As with any study, several limitations are recognized in this work. One limitation is the use of an AB research design. This does not allow insight into whether or not the mobility skills gained would be retained after a period of withdrawal. We are unable to conclude that changes observed were due to the intervention, or some other factor. Results of this single-subject case series cannot be generalized to a broader population of children with disabilities. While recognizing and appreciating the heterogeneity of the participants is key in advancing PMD provision paradigms, it also presents a research challenge in the level of evidence that may be applied to this study. The varying levels of adherence in completing the suggested drive times was a limitation; however, it also offers the opportunity to broaden the conversation about dosage in rehabilitation interventions and the realistic flow of daily family life.

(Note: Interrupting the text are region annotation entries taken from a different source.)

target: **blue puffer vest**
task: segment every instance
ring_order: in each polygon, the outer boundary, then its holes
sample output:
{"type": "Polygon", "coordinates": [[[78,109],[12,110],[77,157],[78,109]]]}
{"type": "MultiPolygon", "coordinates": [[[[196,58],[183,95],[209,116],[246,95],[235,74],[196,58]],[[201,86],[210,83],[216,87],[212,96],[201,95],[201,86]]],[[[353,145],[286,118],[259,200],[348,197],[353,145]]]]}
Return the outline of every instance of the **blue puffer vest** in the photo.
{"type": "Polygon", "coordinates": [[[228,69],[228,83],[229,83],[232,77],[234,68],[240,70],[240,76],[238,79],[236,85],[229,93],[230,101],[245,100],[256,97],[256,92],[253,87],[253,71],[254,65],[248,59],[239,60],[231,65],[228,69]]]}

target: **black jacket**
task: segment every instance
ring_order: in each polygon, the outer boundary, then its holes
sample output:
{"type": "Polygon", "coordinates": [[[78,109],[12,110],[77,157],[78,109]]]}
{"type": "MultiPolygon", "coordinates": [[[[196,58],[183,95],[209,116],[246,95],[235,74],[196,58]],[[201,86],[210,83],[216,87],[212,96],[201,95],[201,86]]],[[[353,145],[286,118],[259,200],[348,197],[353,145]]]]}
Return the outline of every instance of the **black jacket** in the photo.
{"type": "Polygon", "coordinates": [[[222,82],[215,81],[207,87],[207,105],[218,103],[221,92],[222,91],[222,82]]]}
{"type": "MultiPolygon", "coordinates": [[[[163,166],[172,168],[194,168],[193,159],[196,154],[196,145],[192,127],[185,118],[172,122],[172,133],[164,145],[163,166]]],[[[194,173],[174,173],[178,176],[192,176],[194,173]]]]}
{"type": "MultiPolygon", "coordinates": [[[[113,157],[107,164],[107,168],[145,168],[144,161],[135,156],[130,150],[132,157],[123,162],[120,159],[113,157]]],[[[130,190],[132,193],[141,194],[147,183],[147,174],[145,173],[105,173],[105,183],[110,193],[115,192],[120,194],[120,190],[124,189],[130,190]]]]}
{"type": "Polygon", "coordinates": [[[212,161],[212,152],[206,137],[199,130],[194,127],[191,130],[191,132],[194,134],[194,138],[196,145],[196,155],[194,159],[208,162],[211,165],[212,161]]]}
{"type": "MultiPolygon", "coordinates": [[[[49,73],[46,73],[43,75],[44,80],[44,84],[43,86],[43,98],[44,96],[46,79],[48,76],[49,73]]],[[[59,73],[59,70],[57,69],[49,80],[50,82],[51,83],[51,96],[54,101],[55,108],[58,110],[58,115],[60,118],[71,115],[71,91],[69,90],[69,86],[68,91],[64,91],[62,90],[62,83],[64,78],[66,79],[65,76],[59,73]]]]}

CONCLUSIONS AND FUTURE RESEARCH
Three children with diverse disabilities independently operated modified ride-on cars. Two of the 3 children showed gains in the PEDI mobility domain of Functional Skills and Caregiver Assisted Skills. In light of the growing popularity of modified ride-on cars, it is essential that research continue to investigate the effectiveness of these devices across several domains, including dosage parameters, functional outcomes for children, psychosocial outcomes for children and families, facilitators and barriers to PMD use, and social attitudes/professional roles/gatekeeping surrounding PMD provision and design. Additional single-subject research studies involving modified ride-on cars can use more powerful designs, such as ABAB, that would allow stronger conclusions. It is also important to undertake larger-scale studies that attempt to control for situated heterogeneity as best as possible. For example, even within diagnostically specific matched groups of children with disabilities, it would be beneficial to involve a control group, and to use randomization and blinding techniques as much as is feasible and ethical to produce more generalizable results with a larger cohort.